Calcio Avellino, una lezione che richiede un bagno di umiltà

0
271

di Claudio De Vito – “Prima o poi sarebbe dovuto accadere”. “Anche all’Avellino può capitare di perdere”. “Perdere ci sta ma non così”. Sono alcuni passaggi salienti delle dichiarazioni post-partita di Archimede Graziani che dal canto suo, come ovvio che sia, ha cercato di alleggerire il passivo in termini risultato, prestazione e reazioni negative dopo il pesante 4-1 di Fregene.

Il problema però è che l’SFF Atletico – non soltanto per ragioni cromatiche e di somiglianza nella denominazione sociale – è sembrato l’Atletico Madrid. Per farla breve, al di là dei meriti dell’avversario che restano, l’Avellino ci ha messo parecchio del suo facendo sì che Emiliano Tortolano sembrasse Antoine Griezmann e il tecnico Raffaele Scudieri all’improvviso fosse diventato El Cholo Simeone. Corsa, intensità, ritmi infernali e il gioco è fatto contro un avversario che non ci ha capito nulla tra le quattro mura dell’ “Aristide Paglialunga”, tanto bistrattato da chi ci va a giocare ma altrettanto gradito da chi invece ci gioca le partite casalinghe facendone un vero e proprio campo trappola.

Ricondurre però la cause della Caporetto sul litorale laziale al mero fattore campo risulterebbe intellettualmente disonesto. Piuttosto l’Avellino ha sbagliato l’approccio alla gara come spesso è successo, ritrovando il gol nei primi 45′ soltanto grazie ad un’intuizione balistica di Alessio Tribuzzi, l’unico a salvarsi, sugli sviluppi di un corner. E quando stecchi l’impatto va a finire che vieni preso di infilata sugli esterni e becchi l’imbarcata. E’ andata così e il primo tempo sarebbe potuto finire anche peggio.

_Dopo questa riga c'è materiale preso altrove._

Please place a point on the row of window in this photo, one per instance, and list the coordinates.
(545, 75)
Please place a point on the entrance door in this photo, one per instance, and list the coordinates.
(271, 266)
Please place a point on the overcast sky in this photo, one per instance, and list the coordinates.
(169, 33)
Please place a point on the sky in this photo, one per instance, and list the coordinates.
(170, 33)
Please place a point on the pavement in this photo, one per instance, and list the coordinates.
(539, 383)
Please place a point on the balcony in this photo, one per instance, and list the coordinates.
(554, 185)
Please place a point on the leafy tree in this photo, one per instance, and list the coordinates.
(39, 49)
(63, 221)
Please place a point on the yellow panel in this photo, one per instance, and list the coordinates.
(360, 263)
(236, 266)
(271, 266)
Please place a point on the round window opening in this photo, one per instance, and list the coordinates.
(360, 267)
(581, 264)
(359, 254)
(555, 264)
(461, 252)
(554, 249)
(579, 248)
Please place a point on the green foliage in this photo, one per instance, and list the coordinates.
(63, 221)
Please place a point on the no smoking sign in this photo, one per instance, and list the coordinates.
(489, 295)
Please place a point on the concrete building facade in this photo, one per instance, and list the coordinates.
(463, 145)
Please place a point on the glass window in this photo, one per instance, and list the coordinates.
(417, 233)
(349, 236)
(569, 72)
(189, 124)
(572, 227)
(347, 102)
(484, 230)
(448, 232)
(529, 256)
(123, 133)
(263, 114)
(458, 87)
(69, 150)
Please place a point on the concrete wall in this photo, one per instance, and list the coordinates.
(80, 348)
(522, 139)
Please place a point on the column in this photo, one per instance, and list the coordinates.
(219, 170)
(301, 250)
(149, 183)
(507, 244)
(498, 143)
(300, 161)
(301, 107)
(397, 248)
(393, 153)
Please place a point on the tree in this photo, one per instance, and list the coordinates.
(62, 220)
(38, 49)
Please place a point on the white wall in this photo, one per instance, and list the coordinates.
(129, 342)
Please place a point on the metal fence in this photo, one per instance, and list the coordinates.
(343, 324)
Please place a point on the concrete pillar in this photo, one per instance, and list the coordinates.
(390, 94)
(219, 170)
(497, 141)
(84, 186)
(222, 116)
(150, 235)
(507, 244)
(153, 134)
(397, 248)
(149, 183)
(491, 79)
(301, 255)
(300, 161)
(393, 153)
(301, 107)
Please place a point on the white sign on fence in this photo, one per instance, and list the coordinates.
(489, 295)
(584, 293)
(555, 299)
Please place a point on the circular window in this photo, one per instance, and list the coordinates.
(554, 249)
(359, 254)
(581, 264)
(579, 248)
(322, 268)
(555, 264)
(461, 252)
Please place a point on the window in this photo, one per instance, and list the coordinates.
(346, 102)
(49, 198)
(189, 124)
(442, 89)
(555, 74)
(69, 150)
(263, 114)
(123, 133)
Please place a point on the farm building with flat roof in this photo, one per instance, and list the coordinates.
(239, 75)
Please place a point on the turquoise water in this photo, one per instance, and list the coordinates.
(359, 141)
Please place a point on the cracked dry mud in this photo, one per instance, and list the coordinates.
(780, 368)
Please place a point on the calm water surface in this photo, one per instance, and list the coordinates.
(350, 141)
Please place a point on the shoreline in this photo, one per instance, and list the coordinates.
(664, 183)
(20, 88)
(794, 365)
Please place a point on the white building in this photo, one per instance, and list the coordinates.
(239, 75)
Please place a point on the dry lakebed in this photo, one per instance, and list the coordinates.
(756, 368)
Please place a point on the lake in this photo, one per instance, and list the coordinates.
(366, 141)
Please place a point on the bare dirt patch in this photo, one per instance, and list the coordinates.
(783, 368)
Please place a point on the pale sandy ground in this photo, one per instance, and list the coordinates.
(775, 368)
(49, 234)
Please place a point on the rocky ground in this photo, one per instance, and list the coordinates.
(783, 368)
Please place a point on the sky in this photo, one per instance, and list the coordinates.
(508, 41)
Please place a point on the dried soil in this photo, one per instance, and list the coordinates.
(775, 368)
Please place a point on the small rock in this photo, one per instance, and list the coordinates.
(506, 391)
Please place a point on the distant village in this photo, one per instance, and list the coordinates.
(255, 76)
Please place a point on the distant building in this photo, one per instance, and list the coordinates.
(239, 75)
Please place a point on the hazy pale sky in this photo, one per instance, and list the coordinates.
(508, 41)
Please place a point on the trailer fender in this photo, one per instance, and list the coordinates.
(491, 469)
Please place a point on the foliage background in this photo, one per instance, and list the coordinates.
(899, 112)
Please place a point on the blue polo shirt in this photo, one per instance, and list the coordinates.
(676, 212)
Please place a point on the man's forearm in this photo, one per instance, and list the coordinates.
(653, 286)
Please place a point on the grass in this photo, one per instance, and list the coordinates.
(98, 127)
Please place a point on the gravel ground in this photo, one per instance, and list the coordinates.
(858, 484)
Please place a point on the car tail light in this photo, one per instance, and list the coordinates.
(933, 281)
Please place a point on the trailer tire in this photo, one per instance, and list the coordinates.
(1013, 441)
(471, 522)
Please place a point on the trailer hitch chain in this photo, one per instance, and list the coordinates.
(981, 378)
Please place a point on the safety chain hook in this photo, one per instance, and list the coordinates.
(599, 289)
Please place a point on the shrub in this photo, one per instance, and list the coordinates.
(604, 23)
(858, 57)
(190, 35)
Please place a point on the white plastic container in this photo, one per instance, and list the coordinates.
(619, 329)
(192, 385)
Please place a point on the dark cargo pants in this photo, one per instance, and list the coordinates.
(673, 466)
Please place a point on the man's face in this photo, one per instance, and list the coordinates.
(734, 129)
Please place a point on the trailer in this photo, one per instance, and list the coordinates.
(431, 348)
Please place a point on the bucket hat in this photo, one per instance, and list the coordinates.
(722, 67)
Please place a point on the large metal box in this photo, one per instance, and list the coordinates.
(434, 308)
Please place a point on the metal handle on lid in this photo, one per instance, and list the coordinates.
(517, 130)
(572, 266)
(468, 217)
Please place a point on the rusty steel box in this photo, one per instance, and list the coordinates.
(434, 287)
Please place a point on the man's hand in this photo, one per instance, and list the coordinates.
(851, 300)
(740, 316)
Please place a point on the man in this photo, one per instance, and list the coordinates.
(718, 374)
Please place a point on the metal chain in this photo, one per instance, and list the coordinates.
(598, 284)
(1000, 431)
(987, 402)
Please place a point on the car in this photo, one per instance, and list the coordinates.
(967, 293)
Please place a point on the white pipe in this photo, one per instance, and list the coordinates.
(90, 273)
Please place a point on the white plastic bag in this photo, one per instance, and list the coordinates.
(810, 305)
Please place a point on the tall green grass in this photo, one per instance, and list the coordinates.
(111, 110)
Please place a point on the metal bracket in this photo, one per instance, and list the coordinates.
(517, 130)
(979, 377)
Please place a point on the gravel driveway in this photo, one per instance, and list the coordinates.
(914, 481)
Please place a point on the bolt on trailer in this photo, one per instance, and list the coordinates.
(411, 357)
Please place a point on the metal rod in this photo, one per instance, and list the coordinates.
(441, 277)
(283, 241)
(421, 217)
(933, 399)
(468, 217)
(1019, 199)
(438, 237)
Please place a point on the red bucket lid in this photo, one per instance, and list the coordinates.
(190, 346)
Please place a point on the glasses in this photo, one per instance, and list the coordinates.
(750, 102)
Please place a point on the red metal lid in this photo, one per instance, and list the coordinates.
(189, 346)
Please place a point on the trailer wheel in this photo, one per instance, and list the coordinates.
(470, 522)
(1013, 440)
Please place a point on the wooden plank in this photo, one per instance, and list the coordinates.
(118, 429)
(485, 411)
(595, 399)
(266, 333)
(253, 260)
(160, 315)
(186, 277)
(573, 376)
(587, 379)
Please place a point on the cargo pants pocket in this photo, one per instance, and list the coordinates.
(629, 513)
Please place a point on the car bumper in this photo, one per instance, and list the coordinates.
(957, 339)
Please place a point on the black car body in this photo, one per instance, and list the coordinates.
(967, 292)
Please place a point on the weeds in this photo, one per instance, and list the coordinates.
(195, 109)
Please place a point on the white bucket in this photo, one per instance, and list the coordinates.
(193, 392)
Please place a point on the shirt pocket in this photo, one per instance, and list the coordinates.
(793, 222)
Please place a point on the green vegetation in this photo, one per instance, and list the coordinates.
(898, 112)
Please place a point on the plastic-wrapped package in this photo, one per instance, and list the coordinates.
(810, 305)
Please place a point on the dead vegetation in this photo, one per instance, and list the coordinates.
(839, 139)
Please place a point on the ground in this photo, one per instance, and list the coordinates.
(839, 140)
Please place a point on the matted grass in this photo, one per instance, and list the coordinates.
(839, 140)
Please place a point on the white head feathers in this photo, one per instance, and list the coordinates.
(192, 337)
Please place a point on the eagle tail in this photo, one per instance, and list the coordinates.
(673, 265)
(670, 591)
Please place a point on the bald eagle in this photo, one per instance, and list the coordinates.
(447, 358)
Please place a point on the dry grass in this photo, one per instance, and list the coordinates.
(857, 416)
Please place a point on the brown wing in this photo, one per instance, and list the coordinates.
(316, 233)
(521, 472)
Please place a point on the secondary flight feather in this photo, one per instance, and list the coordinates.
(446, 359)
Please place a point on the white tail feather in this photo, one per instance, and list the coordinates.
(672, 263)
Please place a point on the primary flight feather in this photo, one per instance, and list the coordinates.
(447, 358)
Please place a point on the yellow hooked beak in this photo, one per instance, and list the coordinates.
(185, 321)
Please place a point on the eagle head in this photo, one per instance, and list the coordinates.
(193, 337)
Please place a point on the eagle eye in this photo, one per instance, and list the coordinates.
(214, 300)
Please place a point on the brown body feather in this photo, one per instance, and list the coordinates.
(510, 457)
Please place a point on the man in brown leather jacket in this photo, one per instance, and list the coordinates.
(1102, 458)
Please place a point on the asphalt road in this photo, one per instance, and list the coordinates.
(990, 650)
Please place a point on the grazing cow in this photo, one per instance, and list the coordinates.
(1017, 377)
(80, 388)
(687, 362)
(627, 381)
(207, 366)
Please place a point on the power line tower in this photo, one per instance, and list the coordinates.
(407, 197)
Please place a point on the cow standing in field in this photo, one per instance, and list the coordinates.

Un disastro le fasce, soprattutto quella di destra con Andrea Nocerino letteralmente in bambola. In imbarazzo il pacchetto centrale, sovrastato il centrocampo che ha patito l’assenza di Kelvin Matute che ha dovuto gettare la spugna durante il riscaldamento. Avulso dalla manovra offensiva Nicola Ciotola sempre più oggetto misterioso. Infruttuosi i frenetici cambi della ripresa che hanno snaturato l’Avellino nel tentativo di risalire la china. Nulla da fare: i soldatini dell’Atletico – non quello di Madrid – arrivavano da tutte le parti.

Alla luce di quanto visto ieri, al di là del fattore comportamentale, c’è qualcosa che non convince a livello di valori tecnici. Perché se è vero che alcuni elementi sono di categoria e oltre (a patto che a ciò abbinino la giusta forma mentale), viene anche da chiedersi se altri sono all’altezza di un progetto tecnico da rivedere a dicembre (e possibilmente anche a gennaio), quando il mercato offrirà l’opportunità di rivedere le scelte compresse in un arco temporale minimo prima del campionato.

E viene anche da chiedersi se alcuni elementi sono da Avellino, vale a dire se sono adatti sul piano strettamente temperamentale a reggere l’urto della pressione. Tutto messo in conto, per carità, ma andare avanti con gli alibi non giova a nessuno e né tantomeno Graziani vuol sentirne parlare. Gioverebbe piuttosto calarsi in un bagno di umiltà a partire dalla ripresa degli allenamenti in programma domani.

E quale migliore occasione per valutare le risposte sul campo se non lo scontro al vertice con la nuova capolista Lanusei. Una partita che l’ex di turno Graziani proprio non ci starebbe a perdere. Dopo l’atterraggio problematico di Fiumicino, cercasi un nuovo scalo per decollare con maggiore convinzione in un campionato che ha ancora tante insidie da proporre.

I voti all’Avellino battuto dall’SFF Atletico: Lagomarsini 5; Nocerino 4 (10′ st Mithra 5), Morero 4.5, Mikhaylovskiy 4.5 (18′ st Ventre 5), Parisi 4.5; Tribuzzi 6, Gerbaudo 5, Acampora 5 (8′ st Buono 5), Ciotola 4.5 (7′ st De Vena 5); Mentana 5 (1′ st Carbonelli 5), Sforzini 5.